All we have heard about this election season is talk of the “undecided voter” – the mysterious and coveted (for their vote) miniscule fraction of the American population that has yet to choose between Barack Obama and Mitt Romney. Frankly, I don’t see what the holdup is. Both candidates’ positions on some very important issues are so widely disparate that I can’t imagine how someone could still be on the fence. Pick one already!
Who are these people? I’ve talked to quite a few people about the election over the past few months, and I have come to the conclusion that encountering a truly undecided voter in Alabama is about as likely as running over a Yeti with your Range Rover. It’s just not that likely to happen. I have looked, but I can’t seem to find one; everyone I meet has strong opinions one way or the other. But, apparently, they are out there, somewhere, wandering in the wilderness, wringing their hands in worry and confusion.
I have been wondering exactly what would I say if I found one. I suppose I would want to know, first of all, what is keeping you in the middle? What could one candidate or the other possibly do at this point – less than two weeks until the election – to bring you to his side? My guess is that most undecided voters have probably made a deep-down gut decision about who to vote for, but are being overly cautious about pulling the trigger. Whatever the case, though, a truly undecided voter – if he or she really will be a voter – can’t remain undecided forever. Election day happens in the very near future, and a decision must be made.
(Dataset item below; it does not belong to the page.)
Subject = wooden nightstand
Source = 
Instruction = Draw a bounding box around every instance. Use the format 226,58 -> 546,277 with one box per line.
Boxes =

I believe this election is very important, but much more important than the final decision of a voter, in my estimation, is the continuing indecision of many Christians. It is unfortunate that these “undecided Christians,” as I call them, are far easier to find than undecided voters. You bump into them on the street every day. Chances are you sit in close proximity to one at church. These are the folks that are halfway there, but can’t seem to make the total commitment. They haven’t fully “bought in” to what God is so plainly telling them through his Word. They convey the impression of deep faithfulness, but only possess a surface-level faith.
The scriptures emphatically teach that “the righteous shall live by faith.” That is, Christians must make the decision to go all in, if we are to be justified. There’s just no room on the fence. As Christians, therefore, we must step up to the plate. We must make our decision. We are faced with essentially the same challenge found way back in the Old Testament book of Joshua: “And if it is evil in your eyes to serve the Lord, choose this day whom you will serve, whether the gods your fathers served in the region beyond the River, or the gods of the Amorites in whose land you dwell. But as for me and my house, we will serve the Lord.” Let’s make the decision to serve the Lord with all of our might, every day. At the end of our lives, let it not be said that we were undecided Christians.